Buruntekin, kardeşi Rustem ile birlikte günlerce annesinin cansız bedenine sarıldıklarını ifade ederek, “Rüstem’e biberonla süt veriyordum ancak içmiyordu. Sadece annemin memesinden süt emmeye çalışıyordu. Çok zor bir süreçti. Rüstem’i zar zor annemin kokusuyla biberona alıştırdım. O süreçte Sağlık Bakanlığı’ndan tutun birçok kurumu aradık ancak kimse gelmedi. Cenazeyi camiye ulaştırdıktan sonra asker ve polisler gelerek bizi oradan uzaklaştırdı. Asker ve polislere, ‘katiller’ diye bağırdım. Orada hakaret edip hepimizi öldüreceklerini söylediler” dedi.
'ANNEMİ KATLEDENLER TERÖRİSTTİR'
Daha sonra annesinin cenazesinin polisler tarafından camiden kaçırıldığını hatırlatan Buruntekin, “Günlerce annemin cenazesini aradık, ancak bulamadık. Cenazeyi hastaneye götürüp kendileri otopsi yapıp ‘kimsesizler mezarlığına’ defnettiler. Yasaklar bittikten sonra DNA testi verdik. Annemin cenazesini ‘kimsesizler mezarlığından’ alıp defnettik. Cenazeyi alma süreciyle ilgili davalık olduk. Çıkarıldığımız mahkemede annem için ‘terörist’ denildi. Buna karşılık olarak annemi katledenler ‘teröristtir’ dedim. Silopiya’da genç, yaşlı, kadın, çocuk, bebek demeden birçok kişi katledildi. Rüstem 7 yaşına geldi. Rüstem’in ilk kelimesi bana ‘anne’ demek oldu. Rüstem biraz büyüdükten sonra annesi olmadığımı fark etti. Bana anne demek istiyor. Sürekli ‘neden annemiz yok, annemiz nerede?’ diye soruyor. Bu gördüklerimiz ve yaşadıklarımız asla unutulmayacak” diye belirti.

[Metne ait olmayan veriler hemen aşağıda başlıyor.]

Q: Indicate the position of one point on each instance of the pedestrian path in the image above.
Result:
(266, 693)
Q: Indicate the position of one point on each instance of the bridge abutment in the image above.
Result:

“Adalet yok” diyen Buruntekin, hala bu katliamı işleyenlerin cezalandırılmadığını belirtti. Buruntekin, “Eğer adalet olsaydı annem katledilmezdi. Bunları bize yaşatanlar bu dünyada cezasını çekmese de öteki dünyada çekecektir. Allah bu yapılan zulmü kabul etmez” diye konuştu.